Rabbi Elièzer m’a dit : C’est un décret de la Torah. Et de plus, les ânes ont aidé les juifs au moment de leur sortie d’Egypte, car il n’y avait pas un membre d’Israël qui n’ait eu avec lui 90 ânes nubiens, considérés comme de qualité supérieure, chargés de l’argent et l’or des Égyptiens".

-> On peut rapporter quelques commentaires :
1°/ Rachi commente (en s’inspirant des propos de la guémara) : "Et non celle de tout autre animal impur. Il s’agit ici d’un décret de la Torah, les premiers-nés des Egyptiens étant comparés à des ânes (comme il est dit : ‘Leur chair est comme la chair des ânes’ - Ezéchiel 23,20).
[Autre explication] Parce que les ânes ont aidé les Bné Israël lors de la Sortie d’Egypte, car il n’y a pas eu un seul juif qui n’ait pris avec lui plusieurs ânes chargés de l’or et l’argent des Egyptiens."

2°/ Les ânes représentent les biens matériels [à noter que le mot : ‘Hamor (âne - חמור) s’apparente au mot ‘Homer (matière - חומר)]. En les échangeant par des agneaux, qui, comme le Korbane Pessa’h, sont consacrés à Hachem, nous apprenons que nous devons utiliser nos possessions matérielles au Service divin. [rav Shimchon Raphaël Hirsch]

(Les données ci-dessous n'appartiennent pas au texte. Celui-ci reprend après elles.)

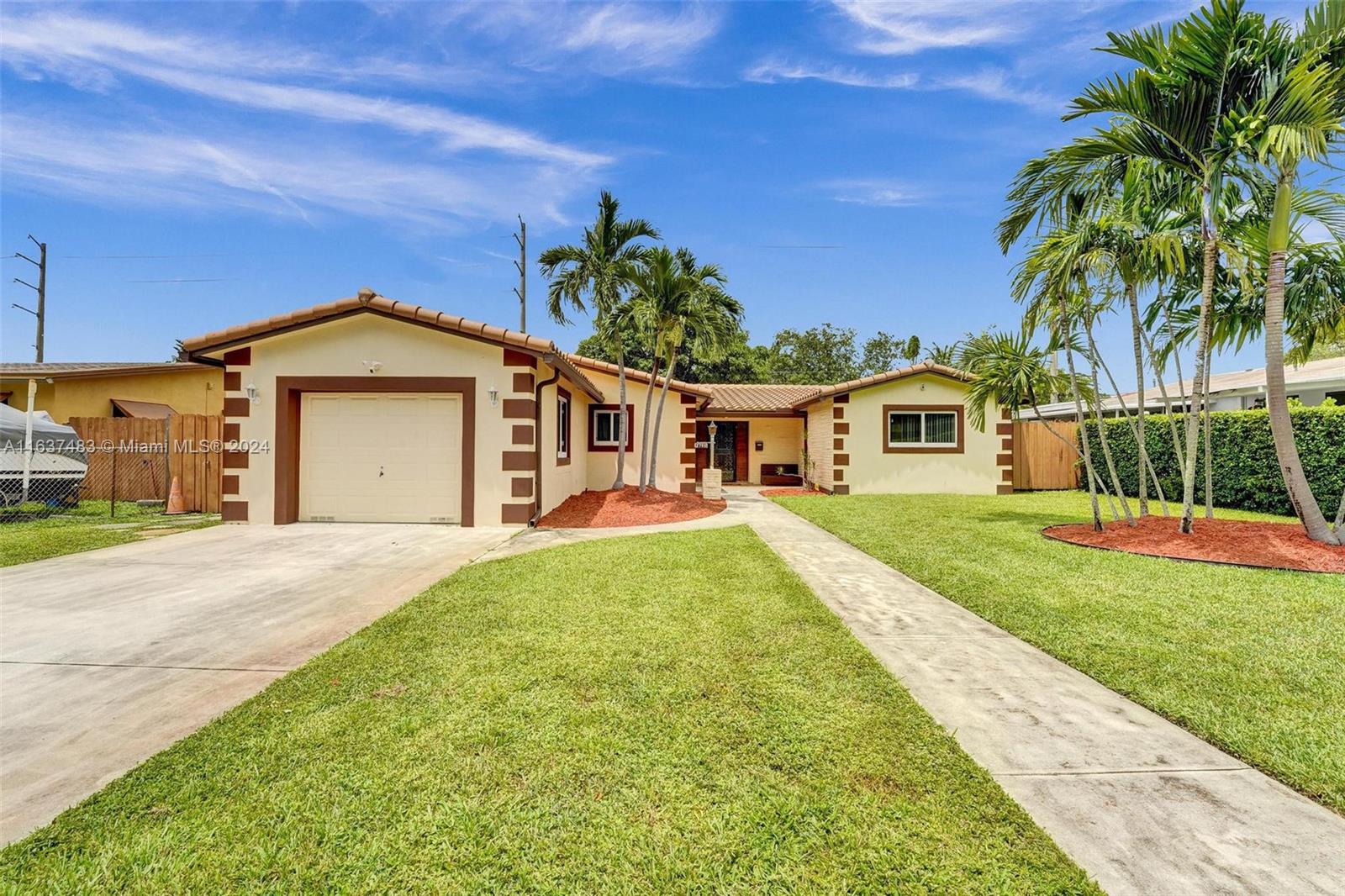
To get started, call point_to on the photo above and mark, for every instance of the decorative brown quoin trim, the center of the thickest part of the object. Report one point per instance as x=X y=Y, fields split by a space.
x=517 y=513
x=630 y=427
x=289 y=392
x=520 y=408
x=962 y=430
x=515 y=358
x=517 y=461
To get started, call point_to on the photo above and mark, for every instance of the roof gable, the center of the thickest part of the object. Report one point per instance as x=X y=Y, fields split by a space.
x=369 y=302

3°/ L’âne représente le yétser ara. En effet, étant un animal impur, il ne peut être utilisé pour le Service divin. Son nom, "’Hamor" souligne sa grossièreté, source des mauvaises pulsions.
L’agneau, par contre, représente le yétser tov, qui lui peut être utilisé dans le Service d'Hachem. Sa graisse est offerte sur l’Autel et sa chair est mangée par les Cohanim. Sa laine est utilisée pour la fabrication des tsitsits et ses cornes sont utilisées pour la fabrication de Chofars. Ses intestins servent à la fabrication des cordes de la harpe et sa peau à la fabrication des tambourins, afin de se réjouir dans l’accomplissement des mitsvot.
Le rachat du premier né de l’âne représente en quelque sorte la réparation (tikoun) du yétser ara. Il est racheté par l’agneau (le yétser tov) qui représente l’action de la téchouva et de la réparation des mauvaises pensées, paroles et actions causées par le yétser ara.
Le Rachat est effectué par le Cohen, qui représente l’Attribut de ‘Hessed, la Bonté et l’Amour. Il peut réparer le Mal grâce à son amour du prochain et sa capacité de le rapprocher de son Créateur [‘Hassidout]. Première ouverture [de matrice] de l’âne.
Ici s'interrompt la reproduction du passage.